The Elizabeth Republican, who got the state House sued last year with his resolution declaring 2012 the “Year of the Bible” in Pennsylvania, now wants to insert his religious beliefs into every public school in the commonwealth.
Saccone’s bill would require all public school districts to display the motto “In God We Trust” in each and every one of their school buildings.
It’s about teaching history, says Saccone.
The tortured and twisted rationale for the bill goes like this:
The purpose of the bill, Saccone said in a news release, is to “promote patriotism through the display of the national motto and to educate children about an important but overlooked part of Pennsylvania’s heritage.”
Saccone said James Pollock, a member of Congress and a Pennsylvania governor in the mid-1800s, “introduced the words ‘In God We Trust’ to our coins” while serving as the director of the U.S. Mint in Philadelphia. That’s a stretch. The impetus for adding such a phrase to our money really came from Secretary of the Treasury Salmon P. Chase, who directed Pollock in 1861 to come up with some suitable religious mottos to be stamped on our money. Ultimately, it was Chase who came up with “In God We Trust,” which had been used in a verse of “The Star-Spangled Banner” by Francis Scott Key decades earlier.
That aside, we’re not quite sure how an expression of fealty toward a supreme being on the walls of public schools from one end of the commonwealth to the other translates into patriotism, which is a love of country, not of a deity.

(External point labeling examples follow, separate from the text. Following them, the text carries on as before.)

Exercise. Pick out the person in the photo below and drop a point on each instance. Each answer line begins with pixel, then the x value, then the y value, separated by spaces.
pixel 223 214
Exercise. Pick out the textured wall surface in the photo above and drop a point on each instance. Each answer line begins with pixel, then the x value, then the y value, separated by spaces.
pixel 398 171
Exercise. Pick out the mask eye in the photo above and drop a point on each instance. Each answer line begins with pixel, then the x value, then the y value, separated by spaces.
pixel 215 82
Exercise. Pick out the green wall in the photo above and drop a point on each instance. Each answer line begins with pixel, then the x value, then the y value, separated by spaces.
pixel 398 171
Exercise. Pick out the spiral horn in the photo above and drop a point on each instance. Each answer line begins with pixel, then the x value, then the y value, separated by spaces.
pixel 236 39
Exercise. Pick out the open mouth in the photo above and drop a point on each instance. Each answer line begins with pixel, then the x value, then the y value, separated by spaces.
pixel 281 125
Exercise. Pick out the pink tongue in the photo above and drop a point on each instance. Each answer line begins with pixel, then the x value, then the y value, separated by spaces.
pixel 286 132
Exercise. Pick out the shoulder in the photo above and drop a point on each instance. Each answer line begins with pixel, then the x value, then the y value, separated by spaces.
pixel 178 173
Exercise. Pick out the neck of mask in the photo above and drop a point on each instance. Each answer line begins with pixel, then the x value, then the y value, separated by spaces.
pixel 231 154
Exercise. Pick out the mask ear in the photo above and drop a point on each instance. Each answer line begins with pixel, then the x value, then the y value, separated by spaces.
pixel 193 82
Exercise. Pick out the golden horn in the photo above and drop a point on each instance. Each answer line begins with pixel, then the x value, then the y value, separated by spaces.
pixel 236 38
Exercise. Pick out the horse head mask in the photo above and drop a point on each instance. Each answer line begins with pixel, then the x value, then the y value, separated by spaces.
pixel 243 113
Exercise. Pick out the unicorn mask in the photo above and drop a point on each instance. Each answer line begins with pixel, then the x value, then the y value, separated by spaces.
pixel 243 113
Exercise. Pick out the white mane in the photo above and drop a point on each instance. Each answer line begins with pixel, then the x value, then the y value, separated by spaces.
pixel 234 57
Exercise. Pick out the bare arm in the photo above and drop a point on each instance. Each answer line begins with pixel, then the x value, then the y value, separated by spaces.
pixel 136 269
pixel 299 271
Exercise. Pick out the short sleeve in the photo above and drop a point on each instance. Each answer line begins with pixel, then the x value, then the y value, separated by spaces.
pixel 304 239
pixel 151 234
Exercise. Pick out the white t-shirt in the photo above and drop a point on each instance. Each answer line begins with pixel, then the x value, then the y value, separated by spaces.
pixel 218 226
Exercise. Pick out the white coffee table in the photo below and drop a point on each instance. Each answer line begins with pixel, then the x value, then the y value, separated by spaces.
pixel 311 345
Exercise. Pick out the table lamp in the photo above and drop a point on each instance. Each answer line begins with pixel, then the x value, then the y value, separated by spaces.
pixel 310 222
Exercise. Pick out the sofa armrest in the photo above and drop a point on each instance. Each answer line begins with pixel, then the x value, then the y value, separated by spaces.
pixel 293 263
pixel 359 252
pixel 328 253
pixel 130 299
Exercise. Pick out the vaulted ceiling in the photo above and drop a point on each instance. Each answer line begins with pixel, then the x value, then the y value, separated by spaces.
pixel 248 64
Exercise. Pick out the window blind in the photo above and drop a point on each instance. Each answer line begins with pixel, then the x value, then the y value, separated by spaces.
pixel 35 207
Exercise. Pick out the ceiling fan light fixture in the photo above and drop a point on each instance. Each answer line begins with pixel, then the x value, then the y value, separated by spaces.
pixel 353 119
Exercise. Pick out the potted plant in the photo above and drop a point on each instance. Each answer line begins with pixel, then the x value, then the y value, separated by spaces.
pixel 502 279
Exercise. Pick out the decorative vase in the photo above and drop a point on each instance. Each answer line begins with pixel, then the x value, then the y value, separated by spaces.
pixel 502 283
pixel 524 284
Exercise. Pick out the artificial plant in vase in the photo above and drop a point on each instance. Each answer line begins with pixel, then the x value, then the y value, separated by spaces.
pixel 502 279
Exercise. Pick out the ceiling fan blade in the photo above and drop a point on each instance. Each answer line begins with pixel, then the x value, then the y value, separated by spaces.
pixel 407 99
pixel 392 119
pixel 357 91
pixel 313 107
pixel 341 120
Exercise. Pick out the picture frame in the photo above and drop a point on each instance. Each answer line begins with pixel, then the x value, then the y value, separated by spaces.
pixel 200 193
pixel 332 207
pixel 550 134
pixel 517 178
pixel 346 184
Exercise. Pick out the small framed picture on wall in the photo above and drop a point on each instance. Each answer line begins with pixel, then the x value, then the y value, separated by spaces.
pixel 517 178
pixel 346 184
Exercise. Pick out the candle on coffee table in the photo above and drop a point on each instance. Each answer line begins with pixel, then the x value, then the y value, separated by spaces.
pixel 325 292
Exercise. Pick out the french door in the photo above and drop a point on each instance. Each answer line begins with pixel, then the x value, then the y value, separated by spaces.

It’s a bit much to think that schoolkids would 1) Pay any attention to such a sign, beyond an initial passing glance; and 2) Think to themselves, “Hmmm, ‘In God We Trust.’ I sure do love America.”
Saccone also argues that “our youth need to hear the story of our heritage and learn from positive role models in a time of decaying values.” Again, we find it difficult to imagine many of today’s youth finding inspiration from James Pollock’s long-forgotten deeds.
Here’s the real deal. As with the “Year of the Bible” resolution, Saccone is trying to use his public position to spread his personal religious beliefs and impose them, in this instance, on the state’s children, who may very well have spiritual foundations that are much different from Saccone’s, or have no beliefs whatsoever. In a nutshell, Saccone’s bill, under a thin cloak of history and patriotism, is an attempt to circumvent the separation of church and state, and get God – the one Saccone believes in – into our public schools.
Last year, U.S. District Judge Christopher C. Conner, an appointee of President George W. Bush, ruled that Saccone’s measure urging all Pennsylvanians to read the Bible was immune from a lawsuit filed by an atheist group, but the judge was far from kind to Saccone and the bill’s other supporters in his ruling.
Said Conner, “At worst, (the resolution) is premeditated pandering designed to provide a re-election sound-bite for use by members of the General Assembly.” He also called the measure’s language “proselytizing and exclusionary.”
This latest effort by Saccone can be described the same way, and there’s one more part of Conner’s ruling that aptly describes our thoughts about the bill.
“At a time when the Commonwealth of Pennsylvania faces massive public policy challenges, these (government) resources would be far better utilized in meaningful legislative efforts for the benefit of all of the citizens of the commonwealth, regardless of their religious beliefs.”